The objector argues that if a tax voted in one year may begin the next year it would be equally proper to sustain a tax voted to begin five, ten or fifty years after the year of the election. We are not to be understood as holding that a tax may be authorized by vote, or levied, to commence at any number of years in the future, but no authority is cited, and we know of none, which declares that a tax authorized and levied in any year after the passage of the annual tax levy, may not, in the absence of statutory provision to the contrary, validly begin the next succeeding year. It is conceivable that under the power to establish a sanitarium such a project might be under way but not completed in the then current year, so that a maintenance fund would, not be necessary until the following year. We know of no reason why such need may not be provided for a few weeks or a few months in advance of the time when the money will be actually needed. On the contrary, we have held that it is within the power, and it is the duty, of taxing authorities, to anticipate and provide for their needs in advance, but they have no power to accumulate funds to be used at some indefinite time for a purpose that has not been determined upon. Cleveland, Cincinnati, Chicago and St. Louis Railway Co. v. People, 208 Ill. 9; Mathews v. City of Chicago, 342 id. 120.
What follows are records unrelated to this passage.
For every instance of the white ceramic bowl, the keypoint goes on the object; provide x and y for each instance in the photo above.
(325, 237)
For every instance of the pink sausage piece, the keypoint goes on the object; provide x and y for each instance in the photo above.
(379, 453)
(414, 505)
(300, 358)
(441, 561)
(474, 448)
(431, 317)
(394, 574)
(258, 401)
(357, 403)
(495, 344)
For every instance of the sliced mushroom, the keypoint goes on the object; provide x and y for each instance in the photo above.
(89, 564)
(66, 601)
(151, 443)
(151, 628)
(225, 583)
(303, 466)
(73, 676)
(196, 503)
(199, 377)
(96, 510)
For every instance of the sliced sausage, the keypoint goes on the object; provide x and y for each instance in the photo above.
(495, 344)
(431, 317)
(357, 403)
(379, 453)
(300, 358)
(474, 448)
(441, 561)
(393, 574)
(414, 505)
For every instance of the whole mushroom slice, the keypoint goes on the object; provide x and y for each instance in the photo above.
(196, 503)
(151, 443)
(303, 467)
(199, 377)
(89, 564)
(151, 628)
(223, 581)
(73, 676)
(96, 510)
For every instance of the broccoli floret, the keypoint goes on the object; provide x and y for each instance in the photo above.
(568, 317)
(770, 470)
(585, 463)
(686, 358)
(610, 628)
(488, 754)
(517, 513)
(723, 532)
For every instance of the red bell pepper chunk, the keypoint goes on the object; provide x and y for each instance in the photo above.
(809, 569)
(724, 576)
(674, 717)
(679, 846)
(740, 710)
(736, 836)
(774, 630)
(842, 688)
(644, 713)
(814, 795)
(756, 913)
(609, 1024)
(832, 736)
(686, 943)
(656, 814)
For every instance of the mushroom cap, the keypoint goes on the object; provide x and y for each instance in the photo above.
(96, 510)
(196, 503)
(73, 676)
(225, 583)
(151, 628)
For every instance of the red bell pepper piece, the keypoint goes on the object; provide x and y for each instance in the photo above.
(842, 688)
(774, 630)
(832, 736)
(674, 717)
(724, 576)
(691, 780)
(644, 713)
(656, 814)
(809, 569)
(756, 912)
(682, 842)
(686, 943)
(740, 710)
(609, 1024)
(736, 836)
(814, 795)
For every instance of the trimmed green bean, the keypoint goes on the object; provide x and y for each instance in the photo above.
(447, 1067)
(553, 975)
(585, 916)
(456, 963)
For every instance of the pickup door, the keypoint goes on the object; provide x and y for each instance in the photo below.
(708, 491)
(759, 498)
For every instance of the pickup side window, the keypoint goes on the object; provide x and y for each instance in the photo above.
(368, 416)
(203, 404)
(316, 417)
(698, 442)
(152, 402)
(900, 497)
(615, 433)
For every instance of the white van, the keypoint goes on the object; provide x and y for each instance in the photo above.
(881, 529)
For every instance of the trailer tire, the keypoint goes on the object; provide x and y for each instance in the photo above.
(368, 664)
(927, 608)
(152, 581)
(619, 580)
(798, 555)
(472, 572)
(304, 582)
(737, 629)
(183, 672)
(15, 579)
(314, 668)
Section 2 of the act relating to tuberculosis sanitariums contemplates and provides that when the tax is authorized by a referendum, the county board shall thereafter, in the annual appropriation bill, make appropriations from that fund for the expenses of the sanitarium. Presumably the legislature knew that county annual appropriation bills are not passed in the last end of the fiscal year after the date of general elections. That being true, it was not contemplated that the tax must be appropriated for the year in which the election is held. The provision for the appropriation and that for the levy are alike in requiring that, after a favorable vote, the county board shall “thereafter” make the appropriation and the levy each year. The provision for such an appropriation was not contained in the statutes construed in any of the cases relied upon by the objector. There can be no logical reason for saying that the word “thereafter” has a different meaning as to time when applied to the levy than it has in connection with the appropriation: The authority to impose the tax, being expressly given without restricting the time when it is to begin, the statute, construed most strongly against the taxing authority and in favor of the tax-payer, is not invalid in providing for the tax to begin in the next succeeding fiscal year.

The judgment of the county court of Gallatin county is reversed and the cause is remanded to that court, with directions to sustain the objections to the taxes for blind pension and pauper relief. The judgment of the county court of Shelby county is affirmed as to the tax for tuberculosis sanitarium, and is reversed as to the taxes for blind pension and pauper relief and the cause is remanded to that court with directions to enter a judgment in accordance with the views herein expressed.

Judgment in No. 23985 reversed, and cause remanded, ■with directions.

Judgment in No. 24049 affirmed in part, and reversed in part, and cause remanded, zvith directions.